Earlier Sunday, Hariri held talks with Jordan’s King Abdullah II at the Husseiniya Palace in Amman. The two leaders discussed recent developments in the region and bilateral ties between Jordan and Lebanon and means to bolster them, according to a statement released by Hariri’s office.

They also discussed “issues of common interest,” the statement added, without providing details.

Meanwhile, a Future lawmaker called on Hezbollah to take confidence-building measures if a long-awaited dialogue with the Future Movement is to begin soon.

The Future call cast doubts about an early thaw between the two influential parties whose strained ties have heightened sectarian tensions in the country.

Hezbollah leader Sayyed Hasan Nasrallah last week extended an olive branch to the Future Movement, offering to cooperate with his Sunni rivals to shield Lebanon from the repercussions of regional turmoil and the threat of militant groups which have fought the Lebanese Army near the border with Syria.

The Future Movement’s response to Nasrallah’s conciliatory gesture would determine if any dialogue could be launched between the two sides. “Dialogue between the Future Movement and Hezbollah has not started yet. The Future Movement is still studying Sayyed Nasrallah’s speech before taking a final stance on it,” Houri told The Daily Star Sunday. “Hezbollah is required to build an atmosphere of confidence and send positive signals in order for the dialogue to get off the ground.”

“A phase of confidence building must precede any dialogue with Hezbollah,” he added.

Houri recalled that previous experiments with Hezbollah in Dialogue sessions in Parliament and Baabda Palace were not encouraging, especially with “Hezbollah’s change of heart concerning the Special Tribunal for Lebanon.”

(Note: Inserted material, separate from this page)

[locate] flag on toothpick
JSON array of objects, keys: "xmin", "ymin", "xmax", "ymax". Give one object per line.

“There are three key divisive issues that need to be addressed in any dialogue with Hezbollah: Hezbollah’s arsenal, the party’s military intervention in Syria and the STL.”Hezbollah has dismissed the U.N.-backed STL, which is trying suspects in the 2005 assassination of former Prime Minister Rafik Hariri, as an “American-Israeli plot” designed to incite sectarian strife in Lebanon. The tribunal has indicted five Hezbollah members in Hariri’s killing and their trial is ongoing in absentia in The Hague where the STL is located.

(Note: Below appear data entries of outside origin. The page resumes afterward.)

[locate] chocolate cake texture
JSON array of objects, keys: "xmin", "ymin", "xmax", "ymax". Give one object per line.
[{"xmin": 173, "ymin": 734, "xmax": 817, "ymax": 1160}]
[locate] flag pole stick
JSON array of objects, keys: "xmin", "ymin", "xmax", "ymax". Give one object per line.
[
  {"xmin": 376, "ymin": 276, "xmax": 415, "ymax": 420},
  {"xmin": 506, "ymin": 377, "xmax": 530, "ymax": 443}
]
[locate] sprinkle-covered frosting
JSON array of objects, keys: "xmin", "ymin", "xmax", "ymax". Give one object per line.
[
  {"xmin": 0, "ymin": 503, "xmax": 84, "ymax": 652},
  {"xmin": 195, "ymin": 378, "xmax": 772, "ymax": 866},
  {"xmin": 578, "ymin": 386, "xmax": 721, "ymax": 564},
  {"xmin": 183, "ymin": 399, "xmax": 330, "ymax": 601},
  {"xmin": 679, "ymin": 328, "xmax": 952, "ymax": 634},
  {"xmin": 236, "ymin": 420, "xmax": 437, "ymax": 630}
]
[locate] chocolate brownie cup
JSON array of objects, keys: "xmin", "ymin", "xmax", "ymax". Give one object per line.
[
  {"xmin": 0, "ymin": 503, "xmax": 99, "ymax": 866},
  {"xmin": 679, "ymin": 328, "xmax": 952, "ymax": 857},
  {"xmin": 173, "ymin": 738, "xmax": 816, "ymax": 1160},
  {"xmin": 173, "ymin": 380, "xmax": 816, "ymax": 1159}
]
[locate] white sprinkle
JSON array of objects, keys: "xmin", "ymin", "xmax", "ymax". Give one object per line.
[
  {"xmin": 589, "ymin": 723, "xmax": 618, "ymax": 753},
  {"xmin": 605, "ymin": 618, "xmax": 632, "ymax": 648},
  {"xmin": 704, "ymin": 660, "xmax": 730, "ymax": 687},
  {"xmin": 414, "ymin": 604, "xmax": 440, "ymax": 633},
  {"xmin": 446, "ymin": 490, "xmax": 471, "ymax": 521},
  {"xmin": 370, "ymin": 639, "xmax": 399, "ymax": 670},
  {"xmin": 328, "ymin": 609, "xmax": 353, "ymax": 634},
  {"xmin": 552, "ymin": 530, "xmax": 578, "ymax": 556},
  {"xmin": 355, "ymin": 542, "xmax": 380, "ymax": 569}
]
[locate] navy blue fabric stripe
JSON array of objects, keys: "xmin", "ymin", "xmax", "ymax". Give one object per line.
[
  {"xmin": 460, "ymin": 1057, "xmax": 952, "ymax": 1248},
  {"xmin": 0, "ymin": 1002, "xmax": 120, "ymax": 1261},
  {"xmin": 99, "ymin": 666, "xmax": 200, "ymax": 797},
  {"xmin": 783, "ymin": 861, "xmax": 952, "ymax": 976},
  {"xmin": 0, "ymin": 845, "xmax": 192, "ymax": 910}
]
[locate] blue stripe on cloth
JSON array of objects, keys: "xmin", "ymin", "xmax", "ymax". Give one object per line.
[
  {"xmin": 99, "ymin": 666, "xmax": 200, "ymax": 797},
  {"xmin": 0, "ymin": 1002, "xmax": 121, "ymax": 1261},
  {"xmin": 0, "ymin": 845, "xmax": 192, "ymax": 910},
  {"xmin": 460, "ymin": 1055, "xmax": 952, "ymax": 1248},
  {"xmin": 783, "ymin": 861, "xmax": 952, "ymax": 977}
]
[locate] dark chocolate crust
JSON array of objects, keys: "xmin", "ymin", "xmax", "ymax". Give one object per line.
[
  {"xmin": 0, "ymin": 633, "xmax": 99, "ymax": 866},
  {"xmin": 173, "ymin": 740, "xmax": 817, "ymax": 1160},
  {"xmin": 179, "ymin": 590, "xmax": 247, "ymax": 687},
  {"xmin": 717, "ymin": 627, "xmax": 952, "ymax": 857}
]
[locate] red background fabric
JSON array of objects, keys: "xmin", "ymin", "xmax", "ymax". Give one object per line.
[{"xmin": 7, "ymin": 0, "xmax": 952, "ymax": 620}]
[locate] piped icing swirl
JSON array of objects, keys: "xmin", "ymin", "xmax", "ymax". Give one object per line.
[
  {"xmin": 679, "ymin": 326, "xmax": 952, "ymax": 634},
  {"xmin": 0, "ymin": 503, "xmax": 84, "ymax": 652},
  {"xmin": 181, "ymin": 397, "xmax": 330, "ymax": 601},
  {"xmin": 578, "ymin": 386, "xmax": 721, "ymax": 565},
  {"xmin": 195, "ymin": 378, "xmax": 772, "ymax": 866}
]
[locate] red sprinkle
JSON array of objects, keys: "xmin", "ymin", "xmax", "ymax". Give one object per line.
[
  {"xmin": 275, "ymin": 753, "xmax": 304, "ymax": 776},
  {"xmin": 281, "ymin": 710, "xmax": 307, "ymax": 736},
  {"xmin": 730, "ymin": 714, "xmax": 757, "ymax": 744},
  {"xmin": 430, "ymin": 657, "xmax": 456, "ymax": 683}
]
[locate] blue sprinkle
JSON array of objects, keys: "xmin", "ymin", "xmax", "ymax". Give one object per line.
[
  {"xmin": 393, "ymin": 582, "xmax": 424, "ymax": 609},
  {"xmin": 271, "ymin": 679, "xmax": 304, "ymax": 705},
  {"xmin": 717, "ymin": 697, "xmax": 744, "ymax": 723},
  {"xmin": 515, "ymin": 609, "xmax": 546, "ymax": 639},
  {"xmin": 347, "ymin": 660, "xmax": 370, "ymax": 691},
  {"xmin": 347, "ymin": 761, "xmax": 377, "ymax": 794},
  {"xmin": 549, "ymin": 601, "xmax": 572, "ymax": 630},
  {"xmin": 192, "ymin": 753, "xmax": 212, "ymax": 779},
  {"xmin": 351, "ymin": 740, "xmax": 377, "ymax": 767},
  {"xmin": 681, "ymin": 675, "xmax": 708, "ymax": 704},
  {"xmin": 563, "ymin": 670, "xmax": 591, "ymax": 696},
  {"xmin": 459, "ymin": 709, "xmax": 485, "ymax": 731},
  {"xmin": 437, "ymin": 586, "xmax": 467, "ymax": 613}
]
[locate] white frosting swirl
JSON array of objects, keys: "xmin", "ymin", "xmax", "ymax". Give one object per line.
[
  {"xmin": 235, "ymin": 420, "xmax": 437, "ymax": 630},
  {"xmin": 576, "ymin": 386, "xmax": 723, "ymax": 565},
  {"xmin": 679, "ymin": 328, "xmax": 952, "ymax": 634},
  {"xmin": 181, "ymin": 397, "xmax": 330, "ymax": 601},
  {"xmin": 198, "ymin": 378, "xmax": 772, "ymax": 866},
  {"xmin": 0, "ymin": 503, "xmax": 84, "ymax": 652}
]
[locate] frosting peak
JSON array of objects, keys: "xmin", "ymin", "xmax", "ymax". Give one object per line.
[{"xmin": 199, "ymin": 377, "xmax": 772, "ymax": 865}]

The Future Movement and its March 14 allies have slammed Hezbollah’s intervention in Syria to help President Bashar Assad’s forces as a violation of the Baabda Declaration, which calls for distancing Lebanon from regional and international conflicts, particularly the war in Syria.

Houri noted that Nasrallah’s offer came more than three months after Hariri launched an initiative for dialogue with the Hezbollah-led March 8 alliance to break the presidential deadlock.

Minister of State for Parliamentary Affairs Mohammad Fneish, one of two Hezbollah representatives in the Cabinet, said his party was waiting for the Future Movement’s response to Nasrallah’s speech last week to weigh the prospects of dialogue between the two sides.

“We have always been ready for dialogue with the Future Movement to deal with the security threats facing the country,” Fneish told The Daily Star.

Noting that Nasrallah’s speech has opened the door wide to dialogue with the Future Movement, he said: “We are ready to talk on all divisive issues, including the party’s arms and its intervention in Syria.”

Fneish pointed out that there was no break in ties between Hezbollah and the Future Movement as “ministers and lawmakers from both parties talk to each other in the Cabinet and in Parliament.”

Nasrallah’s dialogue offer came nearly two weeks after long-brewing tensions between Future and Hezbollah, caused mainly by the party’s intervention in Syria, reached a crescendo when Interior Minister Nouhad Machnouk accused the party of undermining security plans in Lebanon.

Machnouk said the government security plan predominantly targeted the Sunni community and turned a blind eye to Hezbollah-dominated areas.

Responding to Machnouk, Fneish said Hezbollah had never barred security forces from pursuing any criminal or attacker in areas where the party enjoys wide support.

Hezbollah also came under fire by several prominent March 14 figures, including Justice Minister Ashraf Rifi last month, who claimed that the party was implicated in the attacks on Army positions in the northern city of Tripoli. Hezbollah has denied the charges.